VZW launches vehicle telematics subscription based service | Hum


hum components
Image Credit: Verizon Telematics


Verizon has launched HUM, an aftermarket subscription based service that will attempt to prevent vehicle problems before they happen.

HUM is based on a do-it-yourself installation through the ODB-II port of your vehicle, and interfaces with the user via appified smartphone and an in-vehicle module that clips to the visor. For $14.99 a month (based on a 2-year subscription) you can monitor the ‘health’ of your vehicle, contact help and manage maintenance.

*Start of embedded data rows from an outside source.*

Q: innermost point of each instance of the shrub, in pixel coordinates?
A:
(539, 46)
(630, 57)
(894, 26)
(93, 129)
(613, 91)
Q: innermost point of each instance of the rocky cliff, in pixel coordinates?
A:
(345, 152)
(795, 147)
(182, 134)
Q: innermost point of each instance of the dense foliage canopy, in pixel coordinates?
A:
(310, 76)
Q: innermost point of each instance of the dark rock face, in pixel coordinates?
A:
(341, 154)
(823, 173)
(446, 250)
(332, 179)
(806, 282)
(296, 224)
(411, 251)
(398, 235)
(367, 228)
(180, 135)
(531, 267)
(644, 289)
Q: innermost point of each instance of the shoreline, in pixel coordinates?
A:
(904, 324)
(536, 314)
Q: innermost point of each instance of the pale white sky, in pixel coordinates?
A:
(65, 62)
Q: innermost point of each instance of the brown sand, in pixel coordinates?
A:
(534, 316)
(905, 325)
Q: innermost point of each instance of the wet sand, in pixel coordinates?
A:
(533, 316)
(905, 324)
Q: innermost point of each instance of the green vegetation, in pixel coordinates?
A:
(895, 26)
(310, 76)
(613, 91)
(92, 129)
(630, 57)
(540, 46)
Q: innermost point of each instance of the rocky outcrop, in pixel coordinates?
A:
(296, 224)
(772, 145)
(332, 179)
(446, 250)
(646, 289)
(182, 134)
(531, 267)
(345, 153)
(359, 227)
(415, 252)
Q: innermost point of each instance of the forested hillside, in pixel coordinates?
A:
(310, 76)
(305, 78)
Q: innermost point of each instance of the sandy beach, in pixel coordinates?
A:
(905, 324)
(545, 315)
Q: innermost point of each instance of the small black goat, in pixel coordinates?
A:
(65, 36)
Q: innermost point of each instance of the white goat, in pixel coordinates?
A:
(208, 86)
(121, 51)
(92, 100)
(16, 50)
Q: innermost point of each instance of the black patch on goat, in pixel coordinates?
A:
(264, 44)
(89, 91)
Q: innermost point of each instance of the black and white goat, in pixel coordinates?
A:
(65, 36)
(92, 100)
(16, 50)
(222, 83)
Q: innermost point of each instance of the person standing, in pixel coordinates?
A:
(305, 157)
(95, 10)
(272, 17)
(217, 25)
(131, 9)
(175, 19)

CEO of Verizon Telematics Andrés Irlando states:

“By modernizing traditional ‘roadside assistance,’ hum is designed to deliver ultimate peace-of-mind behind the wheel…Now, in addition to being protected with live help and emergency services, drivers will know what their check engine light means and will be empowered with information and knowledge on how to get the problem fixed and what it may cost.”


smartphone UI
Image credit: Verizon Telematics

The spec sheet states that the system, which is nothing less than an aftermarket On-Star, can pin-point your location and dispatch road-side assistance, detect a crash and help authorities locate a stolen vehicle. This suggests that the on-board equipment contains at the very least: Stand alone GPS, an accelerometer/gyroscope, a cell-based subscriber line that is seperate from the owners smartphone and a Bluetooth radio.

Specific Features:

  • Pinpoint Roadside Assistance for breakdowns, flat tires, overheating, dead battery or virtually anything else that might require towing or roadside assistance.
  • Incident Alert & Emergency Assistance notifies the hum emergency response center if the system detects an incident. Help will be dispatched to the vehicle’s GPS location if an accident is confirmed or if there is no response from the driver for additional support. Drivers can also initiate a call at the push of a button to speak with a trained, live agent.
  • Auto Health & Diagnostics helps predict and prevent mechanical issues before they become bigger problems by giving subscribers’ insights into their car’s health via the hum web portal and smartphone app.
  • Mechanic’s Hotline connects subscribers with ASE Certified Mechanics providing personalized, immediate and unbiased consultation related to their vehicle’s repair and maintenance issues.
  • Parking & Meter Tools help drivers find where they left their vehicle — using the hum smartphone app — while also keeping tabs on how much time is left on the meter.
  • Maintenance Reminders and Alerts can be set for oil changes, tire rotations and more. Additionally, hum will automatically alert customers to vehicle troubles and general manufacturer recalls.
  • Stolen Vehicle Location Assistance is available at the subscriber’s request – hum can provide information to authorities in order to help locate the stolen vehicle.
  • Travel & Repair Discounts include hotels, vehicle rentals, related travel expenses, and auto maintenance.


  • It is compatible with over 150K vehicles on the road today.


  • It is compatible with over 150K vehicles on the road today.

On the surface, it would seem that having this kind of vision into the operational state of your vehicle is a good idea.  It certainly seems to appeal to the emotional state of security when you contemplate your kids or spouse driving alone on a dark highway if anything were to happen. It would also seem like a great idea to be armed with the information one would need when taking a less-than-optimal vehicle in for repairs, so as to not get ripped-off by un-needed repairs as suggested by a less than honest repair shop.

However, everyone should be at least a little cautious about empowering their vehicle to communicate its position and state of operation to the good guys via cellular networking. If it’s possible for the people you authorize to have insight about your vehicle over the Internet, that means unauthorized access to the vehicle is also possible.

2 weeks ago, I reported a story that demonstrated how a vehicle could be compromised using a dongle connected to the ODB port on a vehicle that had the ability to connect to the Internet. If it has any kind of radio that relies on a discovery-mode for a connection, it can be crawled for such a connection. Once that connection is established, it can be contacted from anywhere through the cellular connection.

For Verizon Telematics to ensure that point-to-point encrypted connections could be established between the vehicle and any other organization the vehicle could communicate with, means that Verizon Telematics had to have established the encryption protocol with these organizations. Since the security aspect is not addressed in the press release and the privacy policy seems to be non-existent, I’m somewhat discouraged by the rush to market services by cellular providers like Verizon and AT&T in light of the fact ‘car-hacking’ has been in the tech headlines for the past month.

Verizon 2 stars

For these reasons alone, I would encourage anyone looking to acquire Hum and incorporate the service it brings into their lives to ask questions about security and privacy aspects of the service before deployment. The Electronic Frontier Foundation rates VZW with 2 stars when it comes to data retention and it’s privacy policies.